Was zählt Erbschein oder tatsächlich geschätzter Wert des Hauses?

5 Antworten

Für den Erbschein wird der Nachlasswert nur sehr grob ermittelt, da es hier nur um den Streitwert für die Ermittlung der Gebührenhöhe des Erbscheins geht. 50000€ mehr oder weniger machen da keinen großen Unterschied.

Insoweit trifft ein Wertgutachen deutlich genauer den echten Wert.

Frage was muss meine Mutter ihr ausbezahlen? Die Hälfte des vorhandenen Erbscheines oder die Hälfte des geschätzten Wertes?

Ein Auszahlen ist nur bei Einvernehmen auch über den Preis möglich.

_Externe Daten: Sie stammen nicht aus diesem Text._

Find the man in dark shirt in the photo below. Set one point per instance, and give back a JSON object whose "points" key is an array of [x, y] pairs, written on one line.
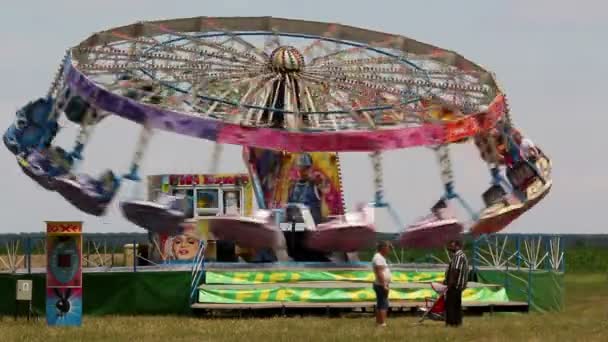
{"points": [[456, 277]]}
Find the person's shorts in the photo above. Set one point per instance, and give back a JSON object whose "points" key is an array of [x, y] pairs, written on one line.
{"points": [[381, 297]]}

Zwangsweise ließe sich nur die Teilungsversteigerung durchsetzen. Geht es um ein faires Aufteilen wäre der Schätzwert des Hauses maßgeblich. Letztlich ist der Preis aber Verhandlungssache.

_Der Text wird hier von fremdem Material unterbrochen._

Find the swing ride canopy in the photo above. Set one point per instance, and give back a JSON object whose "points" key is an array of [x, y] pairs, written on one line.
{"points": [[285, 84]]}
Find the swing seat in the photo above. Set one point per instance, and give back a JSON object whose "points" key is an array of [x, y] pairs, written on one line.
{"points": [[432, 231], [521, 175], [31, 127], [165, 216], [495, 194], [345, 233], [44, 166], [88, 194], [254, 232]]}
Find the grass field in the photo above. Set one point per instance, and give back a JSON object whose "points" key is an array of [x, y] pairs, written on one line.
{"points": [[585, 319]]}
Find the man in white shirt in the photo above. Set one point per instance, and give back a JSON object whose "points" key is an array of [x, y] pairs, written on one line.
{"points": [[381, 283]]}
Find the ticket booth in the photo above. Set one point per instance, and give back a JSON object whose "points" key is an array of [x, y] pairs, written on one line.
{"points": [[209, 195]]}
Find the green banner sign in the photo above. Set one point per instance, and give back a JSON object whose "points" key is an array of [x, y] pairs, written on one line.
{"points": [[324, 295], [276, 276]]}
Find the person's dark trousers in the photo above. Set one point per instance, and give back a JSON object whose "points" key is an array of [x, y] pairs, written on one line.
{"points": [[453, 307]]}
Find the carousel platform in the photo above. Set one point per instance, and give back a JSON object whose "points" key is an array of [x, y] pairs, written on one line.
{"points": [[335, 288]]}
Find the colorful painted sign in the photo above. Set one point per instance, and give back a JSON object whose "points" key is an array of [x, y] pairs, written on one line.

Der Erbschein beschreibt lediglich, welchen Anteil der Inhaber an dem Reinnachlass hätte, keine Werte.

Selbstverständlich muss man Haus und Nachlasswerte schätzen oder begutachten lassen, sofern man sich nicht einig wäre, wenn man den Nachlass verteilt.

Sind eure Mutter und ihre Schwester gemeinsame Erben u. a. an der Immobilie,  kann sie sie euch ohne Zustimmung der miteigentümenden Schwester garnicht schenken oder verkaufen. Ihren Miteigentumsanteil dürfte die Schwester als Miteigentümerin bevorzugt erwerben, nicht ihr.

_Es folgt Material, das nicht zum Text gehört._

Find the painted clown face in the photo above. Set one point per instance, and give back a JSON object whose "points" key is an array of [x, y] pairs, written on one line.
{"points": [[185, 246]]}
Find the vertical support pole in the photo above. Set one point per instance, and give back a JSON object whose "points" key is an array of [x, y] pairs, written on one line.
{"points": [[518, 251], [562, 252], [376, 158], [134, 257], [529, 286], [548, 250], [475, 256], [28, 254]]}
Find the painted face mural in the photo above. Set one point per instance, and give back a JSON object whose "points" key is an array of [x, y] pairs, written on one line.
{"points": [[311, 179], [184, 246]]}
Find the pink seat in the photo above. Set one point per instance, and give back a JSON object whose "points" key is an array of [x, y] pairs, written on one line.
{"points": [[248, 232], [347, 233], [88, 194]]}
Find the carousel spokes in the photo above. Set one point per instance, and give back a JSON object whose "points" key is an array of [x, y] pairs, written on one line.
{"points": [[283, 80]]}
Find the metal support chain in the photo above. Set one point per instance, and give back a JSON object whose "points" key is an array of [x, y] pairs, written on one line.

Wollte eure Schwester das Haus nicht, kann eure Mutter ihr ihre hälftiges Miteigetumsanrecht abkaufen. Den Wert darf die Schwestere durch Sachverständigengutachten ermittelt verlangen.

G imager761

Nun glaube den Antwortgebern endlich: Der Wert des Hauses ergibt sich nicht aus dem Erbschein, sondern nur aufgrund einer von einem Gutachter zu erstellenden Schätzung, sofern die Beteiligten (also Ihre Mutter und deren Schwester) sich nicht über den Wert einigen können und aufgrund dieses Wertes vereinbaren, welcher Betrag bei Übernehme des Hauses durch eine Beteiligte an die andere gezahlt werden soll.

Der Erbschein bestimmt die Quote am Nachlass. Er hat keine beweiskraft für den tatsächlichen Wert!

Der Geschätzte Wert.Kann für die Schwester aber in die Hose gehen.

Warum genau?

@KleineMaus2112

Wenn das Haus weniger Wert ist als alle Glaube.

@Wippich

ja das ist klar, aber wenn das Haus mehr Wert hätte, was wäre dann?

@Wippich

Und der Erbschein zählt dann nicht?

@KleineMaus2112

Was soll der Erbschein Zählen?Wenn Deine Mutter Alleinerbe ist,hat Ihre Schwester Anspruch auf den Pflichtteil.Da geht am besten zu einem Anwalt,das Thema ist zu Komplex für Normale Leute wie uns.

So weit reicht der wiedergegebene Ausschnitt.